How to Optimize Your Router for Maximum Performance
Your router is a tiny computer running Linux. Like any computer, it performs dramatically better when tuned correctly.
1. Update firmware first
Router bugs are fixed constantly. Log into your admin UI, check for firmware, apply it, reboot. This step alone often adds 10–30% throughput.
2. Pick a good channel
On 2.4 GHz use only 1, 6 or 11 — they don't overlap. On 5 GHz, the DFS range (52–144) is often the cleanest. Many routers can auto-select, but check manually once a month.
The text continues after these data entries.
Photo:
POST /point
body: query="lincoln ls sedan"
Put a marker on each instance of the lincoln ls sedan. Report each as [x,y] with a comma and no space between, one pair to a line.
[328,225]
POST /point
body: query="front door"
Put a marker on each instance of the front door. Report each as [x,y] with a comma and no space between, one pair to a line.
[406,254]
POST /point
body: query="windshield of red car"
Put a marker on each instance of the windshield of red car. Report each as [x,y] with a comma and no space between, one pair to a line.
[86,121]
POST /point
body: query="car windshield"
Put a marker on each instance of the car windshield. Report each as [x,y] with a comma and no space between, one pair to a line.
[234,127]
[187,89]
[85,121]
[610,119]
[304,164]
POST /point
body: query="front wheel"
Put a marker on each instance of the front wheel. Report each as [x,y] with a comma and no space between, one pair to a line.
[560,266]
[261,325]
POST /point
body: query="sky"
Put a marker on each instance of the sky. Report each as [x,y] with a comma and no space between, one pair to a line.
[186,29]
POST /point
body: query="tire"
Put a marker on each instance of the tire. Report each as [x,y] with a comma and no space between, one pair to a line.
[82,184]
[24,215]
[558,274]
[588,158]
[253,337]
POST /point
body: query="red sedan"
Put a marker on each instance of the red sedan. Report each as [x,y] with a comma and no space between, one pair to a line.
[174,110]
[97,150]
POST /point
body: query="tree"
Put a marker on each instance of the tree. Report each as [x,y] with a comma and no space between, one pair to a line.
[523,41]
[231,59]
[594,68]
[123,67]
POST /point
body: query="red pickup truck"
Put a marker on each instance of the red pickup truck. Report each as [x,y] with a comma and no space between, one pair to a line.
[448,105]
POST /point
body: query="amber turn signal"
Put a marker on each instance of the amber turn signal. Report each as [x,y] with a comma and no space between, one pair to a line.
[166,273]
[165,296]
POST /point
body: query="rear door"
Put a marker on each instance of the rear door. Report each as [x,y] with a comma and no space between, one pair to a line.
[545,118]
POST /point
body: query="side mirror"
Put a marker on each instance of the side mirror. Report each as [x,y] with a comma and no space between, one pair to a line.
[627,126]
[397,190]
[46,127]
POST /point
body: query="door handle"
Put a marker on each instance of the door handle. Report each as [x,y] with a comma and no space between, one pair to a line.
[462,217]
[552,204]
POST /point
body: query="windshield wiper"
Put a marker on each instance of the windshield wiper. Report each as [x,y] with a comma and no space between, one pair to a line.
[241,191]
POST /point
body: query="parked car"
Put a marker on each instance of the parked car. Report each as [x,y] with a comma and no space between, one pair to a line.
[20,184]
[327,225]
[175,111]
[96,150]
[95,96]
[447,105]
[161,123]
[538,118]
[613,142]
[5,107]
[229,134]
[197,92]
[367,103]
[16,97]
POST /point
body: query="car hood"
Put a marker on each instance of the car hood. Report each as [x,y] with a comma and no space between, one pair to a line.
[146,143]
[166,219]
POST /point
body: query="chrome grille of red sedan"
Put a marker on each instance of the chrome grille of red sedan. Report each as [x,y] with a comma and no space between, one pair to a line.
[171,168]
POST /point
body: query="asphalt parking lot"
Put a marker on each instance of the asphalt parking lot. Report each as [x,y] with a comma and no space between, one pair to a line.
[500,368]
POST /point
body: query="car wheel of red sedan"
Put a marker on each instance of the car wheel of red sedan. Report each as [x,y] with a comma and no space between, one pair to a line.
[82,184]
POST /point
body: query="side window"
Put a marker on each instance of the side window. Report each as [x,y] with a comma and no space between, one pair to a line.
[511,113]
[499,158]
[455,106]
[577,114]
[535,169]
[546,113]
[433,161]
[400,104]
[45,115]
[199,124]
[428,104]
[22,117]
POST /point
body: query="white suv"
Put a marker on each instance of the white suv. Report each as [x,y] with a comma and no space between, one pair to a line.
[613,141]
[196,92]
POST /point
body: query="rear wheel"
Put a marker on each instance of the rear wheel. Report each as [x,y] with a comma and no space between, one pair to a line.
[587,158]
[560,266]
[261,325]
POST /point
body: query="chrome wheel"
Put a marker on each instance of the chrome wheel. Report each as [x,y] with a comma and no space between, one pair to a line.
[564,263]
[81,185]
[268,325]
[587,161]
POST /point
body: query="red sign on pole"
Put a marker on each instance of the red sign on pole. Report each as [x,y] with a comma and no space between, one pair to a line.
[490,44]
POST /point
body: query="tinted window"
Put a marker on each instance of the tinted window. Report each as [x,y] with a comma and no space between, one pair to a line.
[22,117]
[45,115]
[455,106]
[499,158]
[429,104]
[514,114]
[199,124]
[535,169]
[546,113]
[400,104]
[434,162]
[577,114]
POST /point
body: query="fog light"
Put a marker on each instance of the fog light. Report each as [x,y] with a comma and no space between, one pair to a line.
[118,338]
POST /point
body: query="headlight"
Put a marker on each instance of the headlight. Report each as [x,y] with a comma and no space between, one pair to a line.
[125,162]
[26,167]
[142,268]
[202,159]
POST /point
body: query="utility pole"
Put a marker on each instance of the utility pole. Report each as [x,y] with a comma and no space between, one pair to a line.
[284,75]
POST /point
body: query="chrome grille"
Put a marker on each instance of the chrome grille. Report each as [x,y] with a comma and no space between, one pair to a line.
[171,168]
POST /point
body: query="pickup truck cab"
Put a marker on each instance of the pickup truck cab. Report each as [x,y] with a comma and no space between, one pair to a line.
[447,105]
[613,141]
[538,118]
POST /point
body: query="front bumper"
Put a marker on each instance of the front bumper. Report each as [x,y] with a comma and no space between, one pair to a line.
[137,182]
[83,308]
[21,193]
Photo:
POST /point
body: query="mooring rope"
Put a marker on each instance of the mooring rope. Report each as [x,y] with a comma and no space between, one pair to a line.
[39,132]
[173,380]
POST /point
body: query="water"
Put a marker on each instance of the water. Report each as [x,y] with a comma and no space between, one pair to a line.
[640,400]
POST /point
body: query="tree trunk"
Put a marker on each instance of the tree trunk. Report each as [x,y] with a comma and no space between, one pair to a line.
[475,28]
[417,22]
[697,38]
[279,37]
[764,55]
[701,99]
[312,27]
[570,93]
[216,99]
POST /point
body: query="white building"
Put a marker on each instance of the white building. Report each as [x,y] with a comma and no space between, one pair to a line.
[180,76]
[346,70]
3. Widen channels (carefully)
80 MHz on 5 GHz is the sweet spot for throughput vs range. 160 MHz doubles peak speed but halves range. 40 MHz on 2.4 GHz is only worth it in a rural setting without neighbours.
4. Enable WiFi 6 features
OFDMA and MU-MIMO dramatically improve multi-device performance. Turn them on in Advanced Wireless.
5. Set up QoS / SQM
Quality of Service gives priority to interactive traffic (calls, games). SQM (Smart Queue Management) additionally kills bufferbloat. If your router doesn't support it, consider OpenWrt.
6. Separate SSIDs for the two bands
Give 2.4 GHz and 5 GHz different names. Your devices will stop yo-yoing between bands.
7. Disable WPS
WPS is a known vulnerability. Turn it off.
8. Use WPA3 where possible
WPA3-Personal is stronger than WPA2. If you have any device too old to support it, run WPA2/WPA3 mixed mode.
9. Clean the IoT swamp
Smart plugs, cameras and vacuums cluttering 2.4 GHz? Put them on a separate guest SSID so they don't interfere with your main devices.
10. Reboot monthly
Even on good firmware, memory leaks exist. A monthly reboot keeps things fresh.
Measure the before/after
Run the WiFi test before and after each change. You'll be surprised how much QoS alone changes the "feel" of the network.